Thanks for the reply gents

The delema here is that safety is regulated by the regulatory aithorities. A reasonable degree of safety can be acheived just by complying with established regulations. In order though to maintain higher standards of safety we must introduce quality. You see where I am getting at? The two are inter related since in order to improve safety you have to improve quality and in order to have quality you have to improve safety
 

Jen Kirley

Quality and Auditing Expert
Leader
Admin
Flyboy said:
Dear friends

I have recently been nominated as Quality Manager of an airline. My experience in aviation is quite extensive but in Quality Management I have had little experience. I was very inerested to read a lot of your comments on various quality issues. I am trying to get a broad view of how Quality and Safety can or cannot work together. I would appreciate all your comments (especially if any airline people are reading this) on the following.

Can quality and safety go hand in hand or can one restrict the other?
Shall I be pushing qulity - and safety will follow or vise versa?
If they should be kept separetly can one comlement the other and how?

Thanks
Flyboy
Something I want to ask, however obtuse it may seem, is this: Safety for the internal customers, external customers or both?

External customers (passengers) is obvious; a desirable outcome and evidence of "goodness" or "fitness for use". Both are historic definitions of quality. In this respect, safety and quality are inextricably linked as passenger safety is surely on top of your list of success metrics.

Arguably the safety of internal customers (airline employees) is also a powerful contributor to your success. Onboard Navy vessels, before each section of steam piping was removed we would test a lagging sample for asbestos. Our workers' long term health, and the long term health of customer sailors was equally important as the ships' deployment schedule. The asbestos absence must be assured, or it must be removed according to procedure before the repairs could take place. Similarly we took great pains to ensure safe procedures were followed while repairs of other sensitive items took place, like oxygen valves on submarines. Long term results were given the same weight as short term results. Our results were excellent; ships usually sailed on time due to good planning, but also there was not much costly rework because of all that in-process care and accidents due to systems failure were few. I miss that devotion to excellence in my work...

Do you see what I mean? When your objectives include more than meeting schedules, but also a sparkling safety record, and comfort for your passengers, your airline can enjoy a good reputation as a quality service provider.

There is a good deal of human action in an airline's processes.
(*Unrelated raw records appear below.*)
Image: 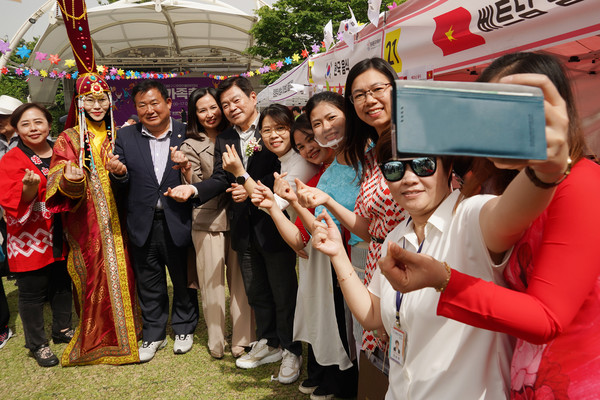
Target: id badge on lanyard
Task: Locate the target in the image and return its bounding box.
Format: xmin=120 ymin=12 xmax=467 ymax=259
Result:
xmin=389 ymin=234 xmax=425 ymax=366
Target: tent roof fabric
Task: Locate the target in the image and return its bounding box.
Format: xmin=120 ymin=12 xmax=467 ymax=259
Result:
xmin=29 ymin=0 xmax=262 ymax=74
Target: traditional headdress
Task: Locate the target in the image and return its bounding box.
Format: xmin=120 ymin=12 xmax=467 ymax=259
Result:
xmin=58 ymin=0 xmax=116 ymax=169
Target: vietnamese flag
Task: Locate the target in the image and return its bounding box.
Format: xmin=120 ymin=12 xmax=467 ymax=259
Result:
xmin=432 ymin=7 xmax=485 ymax=56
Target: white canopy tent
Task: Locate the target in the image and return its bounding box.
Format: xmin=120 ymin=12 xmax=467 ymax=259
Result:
xmin=27 ymin=0 xmax=262 ymax=75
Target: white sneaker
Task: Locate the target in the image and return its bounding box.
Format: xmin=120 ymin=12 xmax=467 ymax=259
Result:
xmin=235 ymin=339 xmax=281 ymax=369
xmin=277 ymin=350 xmax=302 ymax=384
xmin=173 ymin=333 xmax=194 ymax=354
xmin=138 ymin=338 xmax=167 ymax=362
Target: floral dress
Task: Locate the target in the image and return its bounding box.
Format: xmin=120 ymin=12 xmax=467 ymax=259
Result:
xmin=354 ymin=148 xmax=407 ymax=351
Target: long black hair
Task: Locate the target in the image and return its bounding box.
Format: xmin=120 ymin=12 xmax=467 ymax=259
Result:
xmin=186 ymin=87 xmax=229 ymax=141
xmin=344 ymin=57 xmax=397 ymax=182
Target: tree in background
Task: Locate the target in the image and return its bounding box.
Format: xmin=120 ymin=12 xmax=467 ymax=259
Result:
xmin=246 ymin=0 xmax=406 ymax=85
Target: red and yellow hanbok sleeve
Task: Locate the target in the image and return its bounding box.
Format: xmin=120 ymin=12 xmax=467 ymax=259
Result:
xmin=46 ymin=129 xmax=87 ymax=213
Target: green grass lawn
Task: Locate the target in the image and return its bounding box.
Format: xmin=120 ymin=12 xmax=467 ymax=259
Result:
xmin=0 ymin=278 xmax=309 ymax=400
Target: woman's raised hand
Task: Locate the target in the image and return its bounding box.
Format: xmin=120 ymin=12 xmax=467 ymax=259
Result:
xmin=169 ymin=146 xmax=192 ymax=172
xmin=64 ymin=162 xmax=84 ymax=182
xmin=273 ymin=172 xmax=298 ymax=203
xmin=250 ymin=181 xmax=277 ymax=209
xmin=223 ymin=144 xmax=245 ymax=176
xmin=378 ymin=242 xmax=448 ymax=293
xmin=21 ymin=168 xmax=41 ymax=191
xmin=312 ymin=210 xmax=344 ymax=257
xmin=295 ymin=178 xmax=330 ymax=208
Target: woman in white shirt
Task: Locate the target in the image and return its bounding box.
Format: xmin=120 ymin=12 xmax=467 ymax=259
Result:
xmin=313 ymin=74 xmax=569 ymax=400
xmin=258 ymin=104 xmax=319 ymax=221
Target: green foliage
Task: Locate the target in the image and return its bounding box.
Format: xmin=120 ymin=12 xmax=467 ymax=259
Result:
xmin=246 ymin=0 xmax=368 ymax=84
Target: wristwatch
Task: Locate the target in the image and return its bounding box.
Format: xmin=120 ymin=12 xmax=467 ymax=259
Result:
xmin=235 ymin=172 xmax=250 ymax=185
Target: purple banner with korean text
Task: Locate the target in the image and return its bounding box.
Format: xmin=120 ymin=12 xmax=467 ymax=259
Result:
xmin=108 ymin=77 xmax=219 ymax=126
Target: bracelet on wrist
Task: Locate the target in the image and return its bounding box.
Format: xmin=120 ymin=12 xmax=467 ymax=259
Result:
xmin=338 ymin=270 xmax=354 ymax=283
xmin=525 ymin=157 xmax=573 ymax=189
xmin=435 ymin=261 xmax=452 ymax=293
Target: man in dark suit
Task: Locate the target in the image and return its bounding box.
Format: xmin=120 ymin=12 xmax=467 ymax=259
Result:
xmin=170 ymin=77 xmax=302 ymax=383
xmin=107 ymin=80 xmax=198 ymax=362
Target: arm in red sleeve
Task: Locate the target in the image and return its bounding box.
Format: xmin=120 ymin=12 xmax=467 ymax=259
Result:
xmin=437 ymin=160 xmax=600 ymax=343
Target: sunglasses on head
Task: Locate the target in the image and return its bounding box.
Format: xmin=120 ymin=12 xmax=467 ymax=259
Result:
xmin=379 ymin=157 xmax=437 ymax=182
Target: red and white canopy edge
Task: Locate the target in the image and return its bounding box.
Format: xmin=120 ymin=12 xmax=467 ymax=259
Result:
xmin=267 ymin=0 xmax=600 ymax=154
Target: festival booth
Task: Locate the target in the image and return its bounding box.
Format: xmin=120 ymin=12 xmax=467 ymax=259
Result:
xmin=273 ymin=0 xmax=600 ymax=154
xmin=256 ymin=60 xmax=312 ymax=110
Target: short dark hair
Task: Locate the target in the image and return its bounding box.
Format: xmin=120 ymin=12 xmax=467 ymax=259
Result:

Freedom from workplace illness among your employees, good housekeeping for industrial hygienic health and fewer injuries at work, good morale for maximum concentration and devotion to duty and other seemingly peripheral considerations will doubtlessly contribute to the main objective: planes consistently come down in as good condition as they went up.

I can think of very few industries where safety and quality would be less closely linked.
 

Al Rosen

Leader
Super Moderator
Miner said:
Read James Harrington's articles in October and November's Quality Digest about his airline experiences. Take a page from the Six Sigma process and determine the CTQs (Critical to Quality) for your customers. Use metrics that reflect what the customer experiences. For example, on-time departure means takeoff, not pulling away from the gate (and sitting 30 minutes on the tarmac). On-time arrival means when the door opens, not landing (and sitting 30 minutes waiting on a gate and missing your connection).
I thought they were good. Here are links for the October 2005 and November 2005 articles. Of course in a month, the November link will be useless and in three months both, will be broken.